Monday, November 1, 2010

"The physical practice is the access point to the spiritual"

This is the theme with which Kino started her afternoon hamstring/hip-opener workshop on Saturday October 23rd. According to Kino, Guruji's view is that most of us living in the modern world today are not ready to access metaphysical or spiritual issues directly. Indeed, we are often so governed by our chittas (or ego-consciousness), and by the "grasping" nature that characterizes the fluctuations of chittas, that any attempt to intellectually apprehend metaphysical or spiritual concepts simply amounts to meeting chitta with more chitta, entangling us all the more inextricably into the web of ego-consciousness.
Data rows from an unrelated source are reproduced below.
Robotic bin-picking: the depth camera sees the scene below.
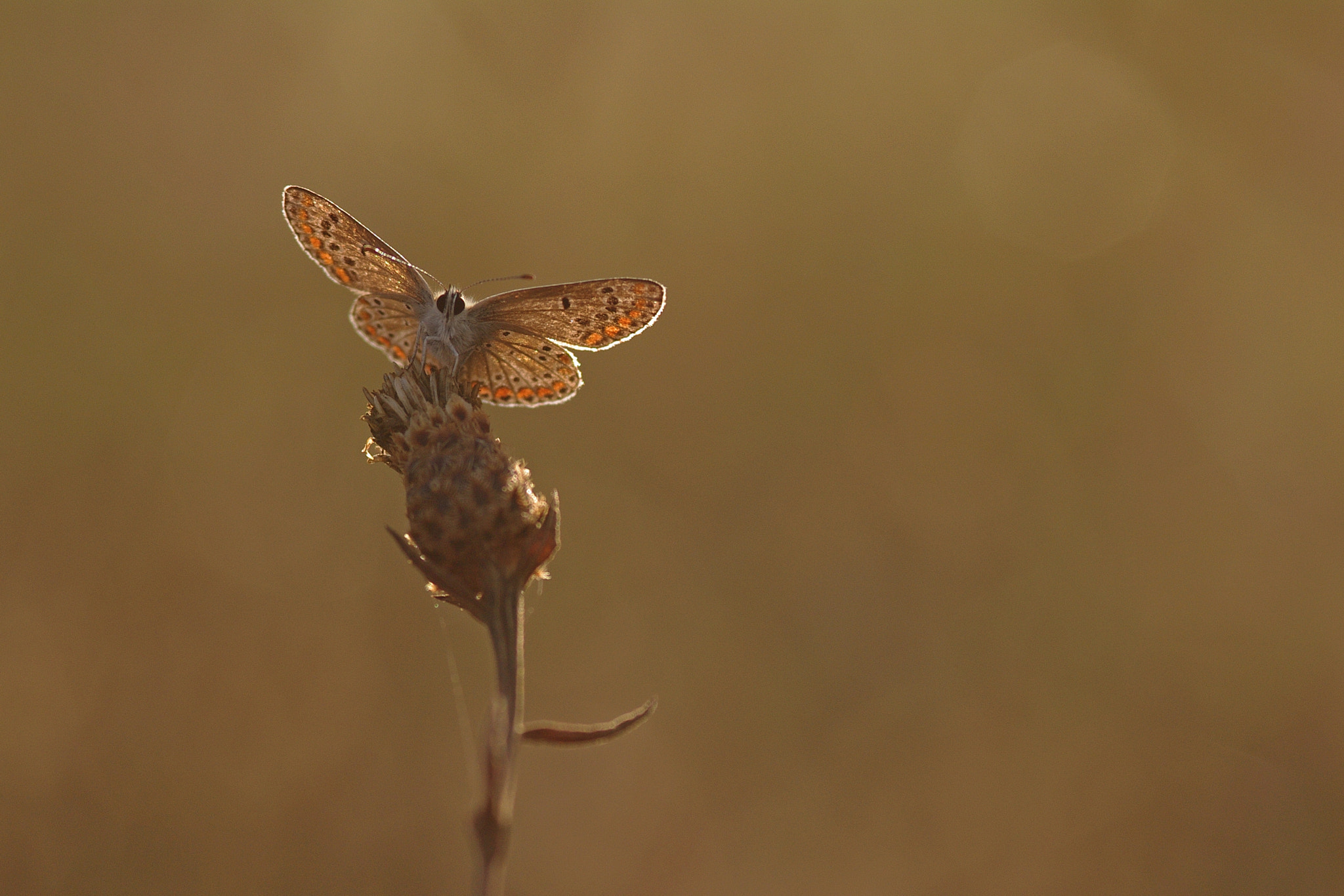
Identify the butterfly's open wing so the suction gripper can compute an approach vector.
[285,187,434,302]
[468,277,665,351]
[349,293,419,367]
[457,331,583,405]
The physical practice is designed to help us to step outside of this chitta loop. The practice is intensely physical, but it is not physicality for physicality's sake. Guruji says, "Do your practice, and all is coming." The ego consciousness has the tendency to understand the "and" here to mean the "and" of causation. So we tend to understand Guruji to be saying that if you, say, open your hamstrings or hips to x degree, you will attain x amount of enlightenment or self-realization (or whatever the desired state is). But if we think this way, then we are back in chitta mode. Rather, perhaps the "and" here refers to something more spontaneous and serendipituous; the idea is that "all is coming, but you have no control over when or how it will come."
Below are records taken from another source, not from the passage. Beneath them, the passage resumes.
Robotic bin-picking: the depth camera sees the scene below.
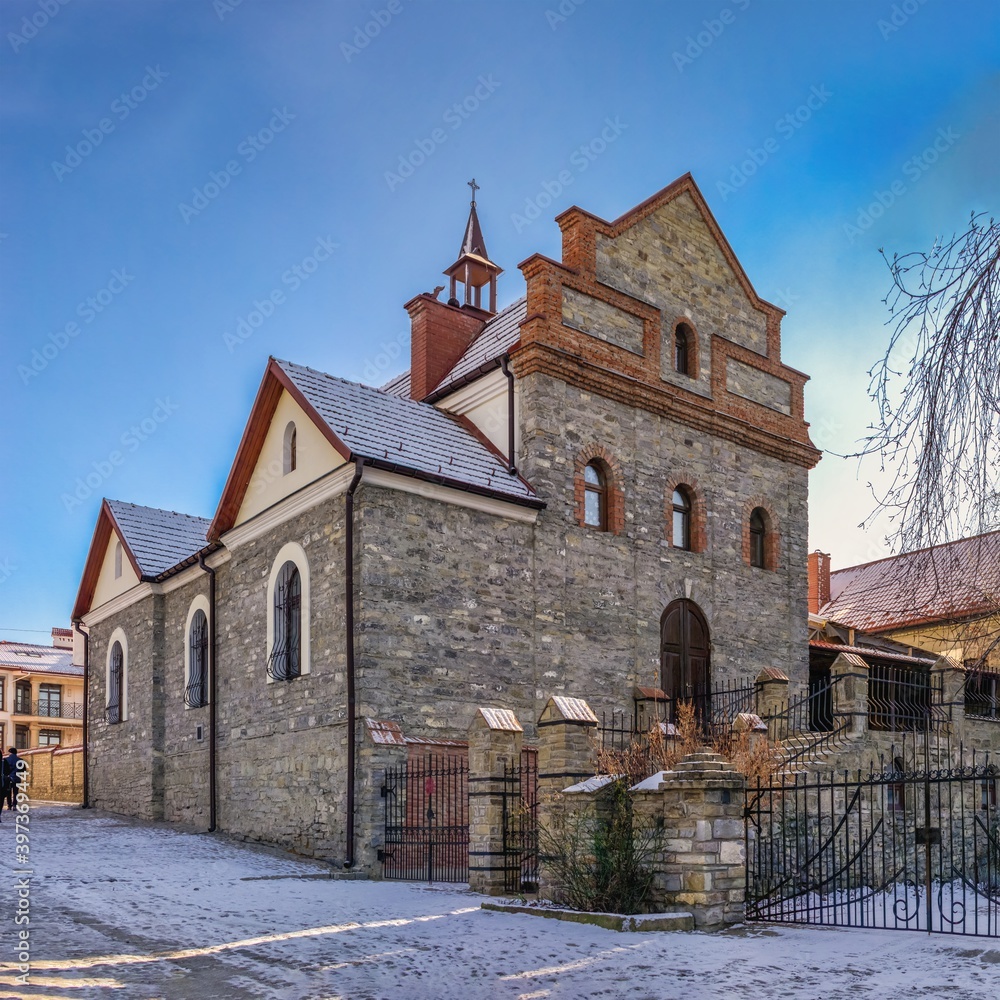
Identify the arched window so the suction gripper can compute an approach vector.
[184,608,208,708]
[583,462,608,531]
[267,561,302,681]
[281,421,298,476]
[750,507,767,569]
[671,486,691,550]
[674,323,694,377]
[104,640,125,723]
According to Kino, this might also explain one of Guruji's famous personality traits: the trickster. According to Kino, Guruji is known for his non-sequiturs. For example, somebody might ask him how to open the hamstrings more, and he would say, "You take marriage, then everything okay!" (huh?)
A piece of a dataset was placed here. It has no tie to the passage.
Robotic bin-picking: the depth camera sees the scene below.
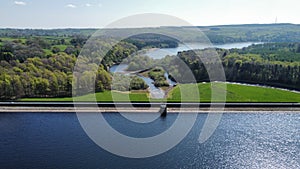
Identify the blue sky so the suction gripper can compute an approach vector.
[0,0,300,28]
Here is Kino's interpretation of this famous Guruji trait. Perhaps Guruji knew that we tend to take our grasping intellectual mind even into the asana practice, which was designed to steer us away from the chitta in the first place. If he had replied to the question by going into a long exposition of various techniques to open the hamstrings, he would be meeting chitta with more chitta, which would have frustrated the original intent of the practice. So, rather than do this, he decided to throw the chitta off-track by throwing it something from left-field (okay, I don't play baseball, so I can't quite remember the exact baseball metaphor here, but I think you get the point, no?). Once the chitta is thrown off-track, an opening is created for some real learning to happen.

I think we are all familiar with this phenomenon. We tend to apply the grasping mind to the asana practice, and this often manifests itself in frustration over the fact that we do not seem to be able to achieve certain postures despite our best efforts, and despite having done everything right. But perhaps when Guruji says "all is coming", he does not mean that the coming always (or even usually) occurs at a time when we want it to. The only thing we can do is practice, practice, and practice some more. And when the coming comes, it will come in a way that we least expect or even in a way that we are barely aware of ("hey, did I just lift up in x-asana?! Gee, how did that even happen?")

    

1 comment:

  1. Yes, totally true, I wish I had a trickster teacher too like guruji, then again I am doing my practice so I am sure it's on the way.... For me the "all" literally means all, but as you point out, in unexpected ways, I guess this is why metaphysical teachers recommend we intend what we want but always leave room "for something better" too... As we never know the shape in which that good old "all" will take.